Ok - there are only 7 children going. I know all the mump pretty well. I am going to text them all now - informed choice is the key here I think. I am also going to let play centre know . It sounds like this is the most reasonable thing to do .

OP posts:
Pleasestoplickingthetv · 26/02/2017 08:23

on the one hand children need to have it

Its not your choice over whether children have it - I would be furious if you didn't tell me as that was your reason.
A friend of ours have a little boy who passed away at the age of 2 due to a complication from chicken pox. This is one of the reasons why when people say to me "it's better they get it now and out the way" I still refuse to knowingly put my child at risk of catching it. If they catch it through school etc then there isn't much I could do about it, however would I willing put them in close contact with a contagious child? Not a chance.

Inneedofaholiday2017 · 26/02/2017 08:24

Good plan op. I hope your lo has a lovely party.

Mrscog · 26/02/2017 08:24

If you keep him off school he could end up with having nearly 5 weeks off if he folows the 21 day incubation pattern and then gets it. Are you really going to keep a 7 year old off for 5 weeks?

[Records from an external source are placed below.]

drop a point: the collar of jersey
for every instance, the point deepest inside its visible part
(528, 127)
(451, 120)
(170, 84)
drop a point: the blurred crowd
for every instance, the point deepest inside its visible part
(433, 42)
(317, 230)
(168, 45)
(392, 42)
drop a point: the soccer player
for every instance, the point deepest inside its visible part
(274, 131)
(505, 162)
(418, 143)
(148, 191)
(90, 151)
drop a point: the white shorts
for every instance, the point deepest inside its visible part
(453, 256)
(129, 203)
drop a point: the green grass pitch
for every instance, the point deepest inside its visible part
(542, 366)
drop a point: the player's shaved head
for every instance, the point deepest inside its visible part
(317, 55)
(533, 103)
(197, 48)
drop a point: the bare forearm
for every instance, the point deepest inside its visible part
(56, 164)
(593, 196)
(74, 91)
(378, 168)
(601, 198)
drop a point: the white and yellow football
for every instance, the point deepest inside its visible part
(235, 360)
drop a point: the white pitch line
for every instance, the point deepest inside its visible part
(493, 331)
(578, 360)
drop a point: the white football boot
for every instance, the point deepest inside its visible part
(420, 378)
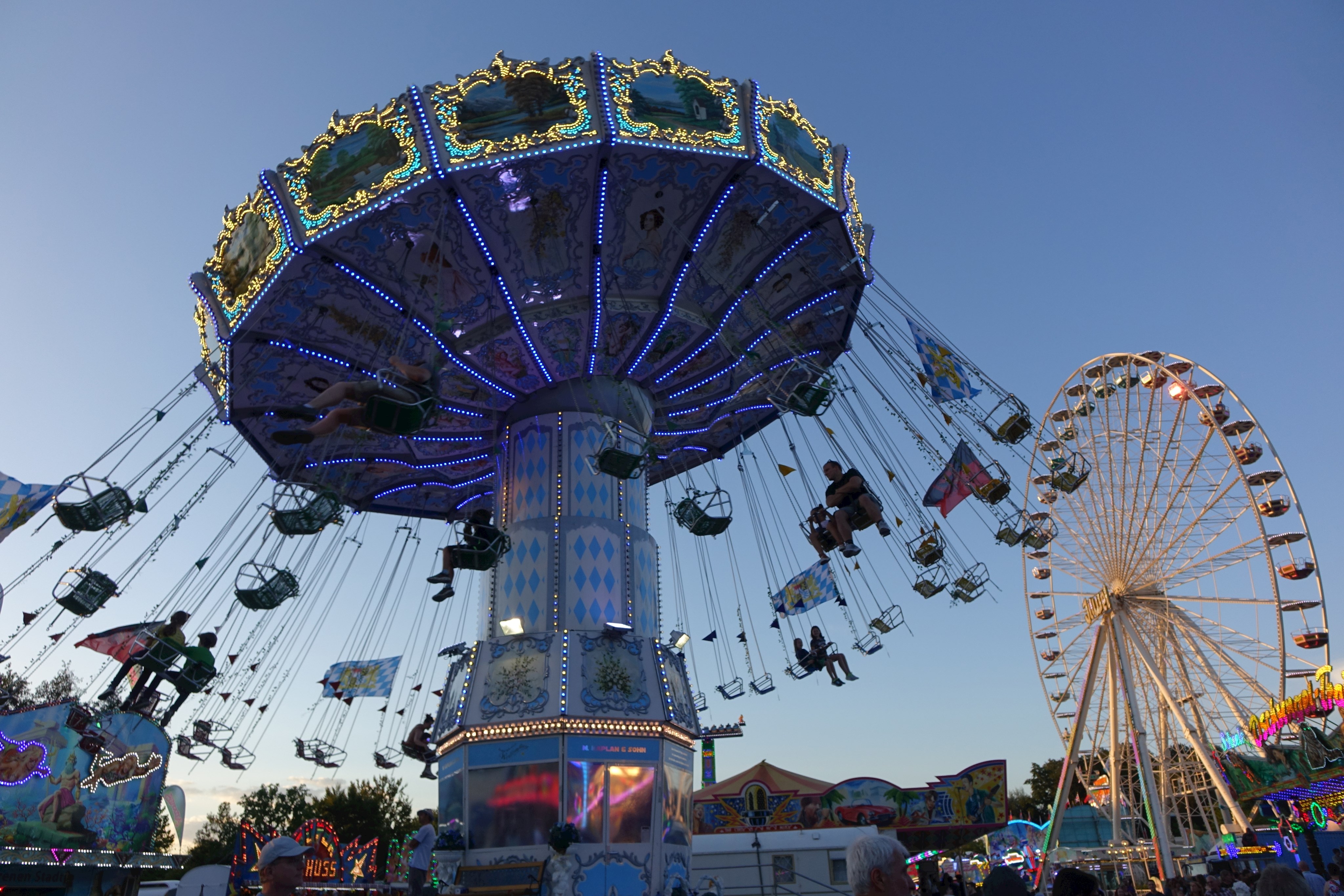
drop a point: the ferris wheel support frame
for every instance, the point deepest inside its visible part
(1066, 773)
(1162, 842)
(1201, 749)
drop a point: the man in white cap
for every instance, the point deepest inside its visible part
(282, 867)
(424, 851)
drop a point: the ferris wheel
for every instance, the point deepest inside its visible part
(1171, 590)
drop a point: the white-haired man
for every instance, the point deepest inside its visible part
(877, 867)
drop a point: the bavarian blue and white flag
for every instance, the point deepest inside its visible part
(807, 590)
(361, 679)
(21, 502)
(947, 378)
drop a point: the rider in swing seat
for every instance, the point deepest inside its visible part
(420, 386)
(154, 653)
(478, 536)
(847, 493)
(417, 747)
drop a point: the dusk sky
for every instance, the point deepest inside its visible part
(1047, 180)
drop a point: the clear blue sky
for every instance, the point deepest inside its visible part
(1049, 182)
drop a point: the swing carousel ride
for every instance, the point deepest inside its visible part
(1177, 598)
(550, 287)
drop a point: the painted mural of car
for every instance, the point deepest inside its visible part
(867, 815)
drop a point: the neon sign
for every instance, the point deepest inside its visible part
(22, 761)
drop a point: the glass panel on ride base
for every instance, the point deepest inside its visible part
(513, 805)
(631, 804)
(585, 792)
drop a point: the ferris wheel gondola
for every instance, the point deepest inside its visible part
(1159, 608)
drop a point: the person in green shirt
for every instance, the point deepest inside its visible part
(170, 632)
(198, 670)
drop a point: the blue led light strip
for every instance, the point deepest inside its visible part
(509, 297)
(677, 285)
(598, 216)
(447, 486)
(363, 281)
(724, 320)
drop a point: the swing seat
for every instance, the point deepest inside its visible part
(271, 593)
(693, 518)
(237, 758)
(99, 512)
(928, 588)
(185, 749)
(869, 644)
(623, 465)
(310, 519)
(808, 400)
(994, 491)
(733, 690)
(87, 594)
(482, 559)
(393, 417)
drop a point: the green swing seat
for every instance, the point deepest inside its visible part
(273, 588)
(693, 518)
(88, 594)
(312, 518)
(99, 512)
(482, 559)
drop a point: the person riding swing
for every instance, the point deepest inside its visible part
(849, 493)
(417, 747)
(478, 538)
(418, 387)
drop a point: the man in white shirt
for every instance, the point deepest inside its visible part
(423, 847)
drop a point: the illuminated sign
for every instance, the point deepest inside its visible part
(21, 761)
(109, 770)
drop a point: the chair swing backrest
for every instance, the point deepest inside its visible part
(100, 508)
(314, 511)
(84, 592)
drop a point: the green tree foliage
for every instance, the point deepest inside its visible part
(1045, 781)
(216, 839)
(269, 806)
(369, 809)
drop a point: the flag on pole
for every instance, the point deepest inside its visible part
(361, 679)
(123, 641)
(947, 377)
(177, 802)
(957, 481)
(807, 590)
(21, 502)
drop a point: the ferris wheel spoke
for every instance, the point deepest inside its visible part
(1231, 557)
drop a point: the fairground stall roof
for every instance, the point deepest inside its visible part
(538, 234)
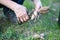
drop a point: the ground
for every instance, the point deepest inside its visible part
(45, 23)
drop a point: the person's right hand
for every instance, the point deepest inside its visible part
(21, 13)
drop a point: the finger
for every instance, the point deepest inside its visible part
(21, 19)
(24, 17)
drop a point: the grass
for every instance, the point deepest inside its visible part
(46, 23)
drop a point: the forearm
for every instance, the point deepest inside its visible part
(8, 3)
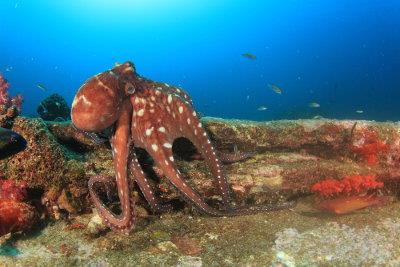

jazzmin · 26/02/2017 08:24

I had to cancel a holiday when my son caught chicken pox from the childminders children. I was devestated... suitcases were packed and everything. I lost £600 as the excess was 150 per passenger not booking. I would text and give people the choice. I would hope most people aren't bothered, but if they have a special wedding or something coming up it would be nice to give them the full facts.

Beelands · 26/02/2017 08:24

I'd have the party and wouldn't think twice.

jazzmin · 26/02/2017 08:25

Great decision, OP.

minisoksmakehardwork · 26/02/2017 08:25

Unless your ds comes down with pox overnight there is no need to keep him off school tomorrow. Maybe let his teacher know his brother has it so they are aware in case spots come up while he is at school and they can also manage any immunocompromised dc at school.

Text parents of the party and let them know, so it becomes their choice about letting their child go. People who've had it before will come, those who haven't might not and those for whom it would cause problems won't come. Leave pox child home as it won't be fun for them while they're in the erupting/contagious stage. Enjoy the party :)

Curtains77 · 26/02/2017 08:25

Pleasestiplickinhthetv - good God that is awful I am so sorry to hear that. Please don't worry - I am posting for opinions because I genuinely want to do the right thing . So sorry Flowers

OP posts:
MrsPeelyWaly · 26/02/2017 08:25

Curtains, you really are over thinking this.

Slothlikesundays · 26/02/2017 08:26

Text parents beforehand. Those who have immunocompromised/pregnant family members will need to know.